I gazed into the eyes and face of the lead actor for this last particular ad. I was sitting right next to him and was asked to stare stone-faced at him while he ad-libbed some lines. He was a talented fellow. A nice man and a funny man, but I could not help but shake one persistent feeling: this is what I am striving for? As an extra you come to meet thousands of folks with similar hopes and aspirations. They come from all over the globe to this hub. Here at entertainment’s central nerve a lowly extra can dream of one day being randomly selected to give a line in a TV show or a movie. For many this is the equivalent of drinking ambrosia from the skull of a manatee. Many times, that is the highlight of their on-camera career too. They work to be one day seen or heard, even if only briefly and vast numbers never even get that fleeting moment, that moment where they feel somewhat important and more than an extra.

How sad.

I watched the man perform next to me. He had achieved what most extras will only ever wish for. He was the lead actor in a commercial that will be seen by a few people as they flip through the stations for a few months and then it will most likely be burned. How fleeting even that is. I was also struck by how unappealing it all looked up close. He was saying some condensed gibberish to entice people to purchase another dumb product and he had to do it over and over and over again for 8 hours. All this with a camera 6 inches from his face.
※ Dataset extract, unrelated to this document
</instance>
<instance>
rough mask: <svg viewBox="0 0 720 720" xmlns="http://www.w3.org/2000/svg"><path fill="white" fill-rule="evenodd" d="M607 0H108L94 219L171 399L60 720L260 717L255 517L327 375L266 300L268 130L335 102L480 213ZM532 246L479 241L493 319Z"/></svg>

It didn’t strike me as fun like the freebie acting I have enjoyed for independent and student shorts and stage. But I know what most people would say: “You’ve got to be willing to lower yourself and your standards in the beginning.” But why? And to what end? After a long week I went to the movies and I saw a film that featured the big name actors; the household name actors. What acting were they doing in this “more reputable” venue? They were selling a movie. They were not telling a story by crafting great characters, they were simply involved in another, much longer ad. And I bought it…at first.
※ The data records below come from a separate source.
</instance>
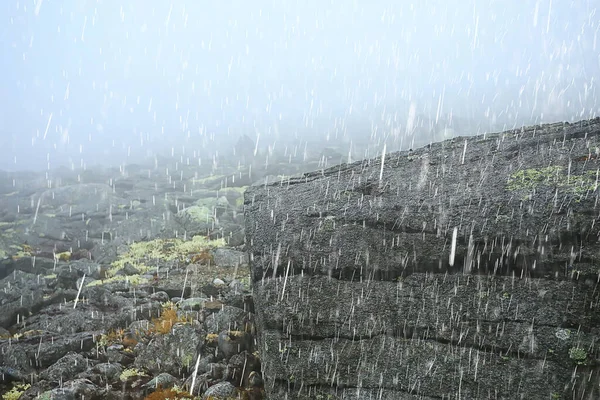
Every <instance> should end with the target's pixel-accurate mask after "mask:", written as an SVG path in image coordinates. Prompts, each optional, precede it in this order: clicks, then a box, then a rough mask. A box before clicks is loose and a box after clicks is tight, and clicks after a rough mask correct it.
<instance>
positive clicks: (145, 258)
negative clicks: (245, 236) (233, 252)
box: [107, 236, 226, 278]
mask: <svg viewBox="0 0 600 400" xmlns="http://www.w3.org/2000/svg"><path fill="white" fill-rule="evenodd" d="M225 244H226V243H225V239H216V240H210V239H207V238H206V237H204V236H194V237H193V238H192V239H191V240H187V241H184V240H182V239H155V240H151V241H148V242H137V243H132V244H131V245H130V246H129V249H128V251H127V252H126V253H125V254H122V255H120V256H119V258H118V259H117V260H116V261H114V262H113V263H112V264H111V268H109V269H108V270H107V276H108V277H109V278H110V277H113V276H115V274H116V273H117V271H119V270H121V269H122V268H123V267H125V265H127V264H131V265H132V266H133V267H134V268H135V269H137V270H138V271H140V273H143V272H148V271H150V270H151V269H152V268H153V267H151V266H149V265H148V264H147V263H148V262H154V263H156V262H164V261H185V260H186V259H187V257H188V256H189V255H190V254H194V253H201V252H203V251H206V250H208V249H213V248H216V247H223V246H225Z"/></svg>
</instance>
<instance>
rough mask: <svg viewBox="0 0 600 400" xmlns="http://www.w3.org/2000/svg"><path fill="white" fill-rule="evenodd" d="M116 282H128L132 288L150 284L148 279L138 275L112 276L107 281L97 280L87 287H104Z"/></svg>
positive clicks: (105, 280) (102, 279) (124, 275)
mask: <svg viewBox="0 0 600 400" xmlns="http://www.w3.org/2000/svg"><path fill="white" fill-rule="evenodd" d="M114 282H127V283H128V284H130V285H132V286H139V285H143V284H145V283H148V279H146V278H144V277H142V276H140V275H137V274H136V275H116V276H112V277H110V278H107V279H96V280H94V281H91V282H90V283H88V284H87V285H86V286H87V287H92V286H99V285H104V284H106V283H114Z"/></svg>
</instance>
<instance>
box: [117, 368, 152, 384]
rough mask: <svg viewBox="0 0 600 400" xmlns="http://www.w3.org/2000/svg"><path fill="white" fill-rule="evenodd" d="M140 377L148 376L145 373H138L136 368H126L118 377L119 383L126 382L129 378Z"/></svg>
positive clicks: (136, 377)
mask: <svg viewBox="0 0 600 400" xmlns="http://www.w3.org/2000/svg"><path fill="white" fill-rule="evenodd" d="M142 376H148V375H146V373H144V372H142V371H140V370H139V369H137V368H127V369H126V370H123V372H121V375H120V376H119V380H120V381H121V382H127V381H128V380H129V379H131V378H138V377H142Z"/></svg>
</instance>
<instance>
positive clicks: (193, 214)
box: [181, 205, 213, 223]
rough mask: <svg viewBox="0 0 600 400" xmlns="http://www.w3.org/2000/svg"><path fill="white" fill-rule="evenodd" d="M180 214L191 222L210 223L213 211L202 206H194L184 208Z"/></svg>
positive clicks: (212, 214)
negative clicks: (191, 220) (185, 217)
mask: <svg viewBox="0 0 600 400" xmlns="http://www.w3.org/2000/svg"><path fill="white" fill-rule="evenodd" d="M181 213H182V214H185V215H186V216H187V217H189V218H190V219H191V220H192V221H197V222H207V223H208V222H210V221H211V220H212V216H213V211H212V210H211V209H210V208H208V207H206V206H202V205H196V206H191V207H188V208H186V209H185V210H182V211H181Z"/></svg>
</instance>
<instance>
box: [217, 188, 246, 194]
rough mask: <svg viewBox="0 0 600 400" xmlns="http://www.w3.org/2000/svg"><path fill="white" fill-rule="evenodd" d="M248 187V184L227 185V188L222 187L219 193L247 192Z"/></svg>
mask: <svg viewBox="0 0 600 400" xmlns="http://www.w3.org/2000/svg"><path fill="white" fill-rule="evenodd" d="M246 189H248V186H240V187H226V188H223V189H220V190H219V193H220V194H226V193H229V192H235V193H239V194H244V193H245V192H246Z"/></svg>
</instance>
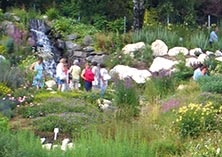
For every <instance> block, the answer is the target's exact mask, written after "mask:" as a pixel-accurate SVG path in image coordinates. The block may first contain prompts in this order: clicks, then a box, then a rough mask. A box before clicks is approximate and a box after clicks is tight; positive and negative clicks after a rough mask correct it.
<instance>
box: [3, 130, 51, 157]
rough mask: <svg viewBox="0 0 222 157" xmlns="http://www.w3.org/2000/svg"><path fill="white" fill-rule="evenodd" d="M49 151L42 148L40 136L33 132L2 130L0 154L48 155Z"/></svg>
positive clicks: (46, 155)
mask: <svg viewBox="0 0 222 157" xmlns="http://www.w3.org/2000/svg"><path fill="white" fill-rule="evenodd" d="M47 153H48V152H46V150H44V149H42V145H41V143H40V141H39V138H37V137H36V136H35V135H34V134H33V133H31V132H28V131H25V130H22V131H17V132H14V133H13V132H10V131H5V132H0V156H4V157H12V156H17V157H37V156H38V157H46V156H48V155H47ZM53 156H54V155H53Z"/></svg>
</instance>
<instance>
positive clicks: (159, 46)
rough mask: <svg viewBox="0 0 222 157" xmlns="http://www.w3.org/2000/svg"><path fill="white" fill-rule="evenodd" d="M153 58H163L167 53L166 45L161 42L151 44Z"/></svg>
mask: <svg viewBox="0 0 222 157" xmlns="http://www.w3.org/2000/svg"><path fill="white" fill-rule="evenodd" d="M151 50H152V51H153V56H164V55H166V54H167V52H168V47H167V45H166V44H165V43H164V42H163V41H162V40H156V41H154V42H153V43H152V44H151Z"/></svg>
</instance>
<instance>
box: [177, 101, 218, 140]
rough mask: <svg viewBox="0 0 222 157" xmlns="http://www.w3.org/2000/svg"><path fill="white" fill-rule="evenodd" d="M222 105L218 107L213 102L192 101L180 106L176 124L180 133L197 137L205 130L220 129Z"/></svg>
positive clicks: (185, 134)
mask: <svg viewBox="0 0 222 157" xmlns="http://www.w3.org/2000/svg"><path fill="white" fill-rule="evenodd" d="M221 113H222V106H221V107H220V108H219V109H216V108H215V107H214V106H213V104H212V103H211V102H209V103H207V104H206V105H202V104H194V103H191V104H189V105H188V106H183V107H181V108H179V110H178V112H177V116H178V117H177V119H176V124H177V125H178V128H179V131H180V134H181V135H182V136H183V137H185V136H192V137H196V136H198V135H200V134H201V132H204V131H211V130H217V129H220V128H219V126H220V124H221V122H222V121H221V120H222V118H221Z"/></svg>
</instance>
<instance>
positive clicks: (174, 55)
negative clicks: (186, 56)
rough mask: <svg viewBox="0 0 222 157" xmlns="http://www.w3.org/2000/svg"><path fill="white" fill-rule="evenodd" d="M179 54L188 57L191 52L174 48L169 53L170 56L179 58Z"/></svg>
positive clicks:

St. Augustine said, “the Church is a whore, but she is also my mother.” I say, “Hollywood is a whore…also it’s an abusive step-dad with a drinking problem.” There does not seem to be much reason to bend over and take it from mainstream entertainment. I see no fulfillment in it. I see only greed and headache.
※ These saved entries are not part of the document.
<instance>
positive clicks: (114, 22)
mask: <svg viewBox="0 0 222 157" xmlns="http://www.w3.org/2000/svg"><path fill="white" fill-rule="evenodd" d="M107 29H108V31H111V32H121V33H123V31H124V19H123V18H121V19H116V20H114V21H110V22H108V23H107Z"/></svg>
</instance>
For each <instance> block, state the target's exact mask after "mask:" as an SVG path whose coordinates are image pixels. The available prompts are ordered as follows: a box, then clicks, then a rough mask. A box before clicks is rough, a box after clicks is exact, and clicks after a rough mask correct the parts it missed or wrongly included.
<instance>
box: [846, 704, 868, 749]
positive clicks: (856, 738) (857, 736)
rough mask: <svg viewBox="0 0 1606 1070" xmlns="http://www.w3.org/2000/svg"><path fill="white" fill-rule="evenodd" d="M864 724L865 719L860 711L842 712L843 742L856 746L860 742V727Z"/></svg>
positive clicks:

Perhaps I am being unfairly cynical. The food is really good.

Maybe extras deserve to be pushed around and looked down upon. Most of them are terrible people. But it goes without saying that most people are terrible people. I’m not sure, however, if there is a more whiny, discontented person with panache for cheap fibbery and braggadocio than the TV extra. Everyone’s got a story about how they only do it sometimes when things get slow because they really all have a script being considered by Fox or some obscure Australian production company or they used to have the number one hit single in Fiji. Heck, even I have similar stories, but who are we really trying to fool? Other bottom-rung non-union extras? Even our peers we must make lower than us?and we even come in inflatable form

I’ve come to understand that almost everyone in the entertainment industry has the spiritual gift of unconditional falsehood weaving, but it surprises even me who we all want to impress. We all want to be important and so we lie. We all believe that somehow the dead-end tedium of extra-ing will one day lead to better things. We all desperately hope that the next call will be the last one we have to do and that maybe there will be chairs in the holding room and maybe the wranglers will be nice to us.

Everyone in Hollywood is sick. Everyone down the ladder from the pigs at the top to the refuse at the bottom. Everyone except the caterers, God bless ’em.

I say this world is a haunted safari. You go there expecting to see elegant and exotic mega-fauna; the wild beasts of myth. But what you discover is a land of ghosts. The animals are transparent and they’re giving off bad vibrations. The lions and tigers are fake, but they still think they can fool you up close. The wild elephants are skeletons here and we are all blood-sucking mosquitoes searching for an artery on a dry scapula. To what end? To be a bony behemoth like them? Maybe so…because we know we might look like something from a safe distance to strange anonymous folk. Then we can fool them too and imagine we truly are something.